General equation of a plane in cartesian form : $$ ax + by + cz = d$$ Given that the plane is parallel to $x$-axis $\Rightarrow a = 0 \Rightarrow$ , the equation becomes $ by + cz = d$, On putting the values $ (4 ,2 ,-1), (2,2,3)$ in the equation, and subtracting one equation from other, you would find $z = 0 \Rightarrow$ The equation is of form $by =d$, On putting the values in the equation you would find $ \dfrac{d}{b} = 2 \Rightarrow$ Equation of the plane is $y =2$

Answer 2

Three methods:

• The plane $\mathbf\pi_2$ is parallel to both the $x$-axis and the direction vector of the line $BC$, so its normal is perpendicular to both of them. A normal to the plane is therefore $(1,0,0)\times\left((4,2,-1)-(2,2,3)\right)=(1,0,0)\times(2,0,-4)=(0,4,0)$. Take $(0,1,0)$ for simplicity and use the point-normal form of plane equation.
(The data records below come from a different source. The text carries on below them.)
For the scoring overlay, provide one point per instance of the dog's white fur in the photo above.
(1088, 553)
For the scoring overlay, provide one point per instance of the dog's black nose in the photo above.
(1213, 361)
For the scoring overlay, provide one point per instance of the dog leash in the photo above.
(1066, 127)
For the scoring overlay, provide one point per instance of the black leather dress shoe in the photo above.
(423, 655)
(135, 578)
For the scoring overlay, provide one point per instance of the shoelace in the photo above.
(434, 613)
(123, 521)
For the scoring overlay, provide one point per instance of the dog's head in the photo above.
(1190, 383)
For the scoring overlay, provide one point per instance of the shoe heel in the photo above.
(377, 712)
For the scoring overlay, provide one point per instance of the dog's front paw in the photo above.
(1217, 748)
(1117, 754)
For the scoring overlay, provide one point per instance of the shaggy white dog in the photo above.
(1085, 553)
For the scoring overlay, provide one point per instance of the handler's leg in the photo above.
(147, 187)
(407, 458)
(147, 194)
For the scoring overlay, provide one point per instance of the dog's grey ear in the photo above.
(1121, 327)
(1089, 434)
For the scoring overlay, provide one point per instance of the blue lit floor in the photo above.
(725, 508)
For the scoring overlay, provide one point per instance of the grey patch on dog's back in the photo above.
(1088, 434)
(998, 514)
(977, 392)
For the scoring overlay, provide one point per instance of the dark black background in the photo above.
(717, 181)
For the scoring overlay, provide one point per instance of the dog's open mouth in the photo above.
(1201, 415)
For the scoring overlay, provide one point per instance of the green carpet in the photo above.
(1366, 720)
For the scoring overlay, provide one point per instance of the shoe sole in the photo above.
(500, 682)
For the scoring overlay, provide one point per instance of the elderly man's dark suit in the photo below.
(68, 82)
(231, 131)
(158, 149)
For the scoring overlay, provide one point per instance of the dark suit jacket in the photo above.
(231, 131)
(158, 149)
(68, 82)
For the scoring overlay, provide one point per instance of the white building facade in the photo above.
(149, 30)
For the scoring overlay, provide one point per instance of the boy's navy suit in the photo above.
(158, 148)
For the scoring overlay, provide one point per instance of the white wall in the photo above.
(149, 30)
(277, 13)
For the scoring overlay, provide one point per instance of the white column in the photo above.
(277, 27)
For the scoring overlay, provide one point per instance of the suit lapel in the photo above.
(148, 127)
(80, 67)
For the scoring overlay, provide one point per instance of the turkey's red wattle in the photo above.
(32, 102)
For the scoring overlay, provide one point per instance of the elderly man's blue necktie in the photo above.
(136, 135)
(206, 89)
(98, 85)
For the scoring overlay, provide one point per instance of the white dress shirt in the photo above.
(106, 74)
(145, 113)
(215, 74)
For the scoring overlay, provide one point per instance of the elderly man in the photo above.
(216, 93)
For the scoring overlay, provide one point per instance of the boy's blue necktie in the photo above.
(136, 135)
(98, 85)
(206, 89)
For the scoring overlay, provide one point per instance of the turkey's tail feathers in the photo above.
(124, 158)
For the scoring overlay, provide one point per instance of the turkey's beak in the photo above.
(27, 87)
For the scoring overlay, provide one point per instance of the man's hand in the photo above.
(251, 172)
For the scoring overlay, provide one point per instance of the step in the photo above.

• The plane contains the line through the two given points, which has direction vector $(2,0,-4)$. Two linearly-independent vectors perpendicular to this are $(0,1,0)$ and $(2,0,1)$, so every plane that contain the two points has an equation of the form $(1-\lambda)(y-2)+\lambda(2x-z-7)=0$, or $2\lambda x+(1-\lambda)y+\lambda z=5\lambda+2$, $\lambda\in\mathbb R$. If it’s parallel to the $x$-axis, then the plane’s normal is orthogonal to $(1,0,0)$. Taking the dot product yields the equation $2\lambda=0$, so the equation of the sought-after plane is $y=2$.

• Passing to homogeneous coordinates, you already have three points on the plane: the two finite points with homogeneous coordinates $4:2:-1:1$ and $2:2:3:1$, and the point at infinity $1:0:0:0$ corresponding to the direction of the $x$-axis. The plane that contains them is therefore a null vector of the matrix $$\begin{bmatrix}1&0&0&0\\4&2&-1&1\\2&2&3&1\end{bmatrix}.$$ Conventional Gaussian elimination yields $0:1:0:-2$, i.e., $y=2$.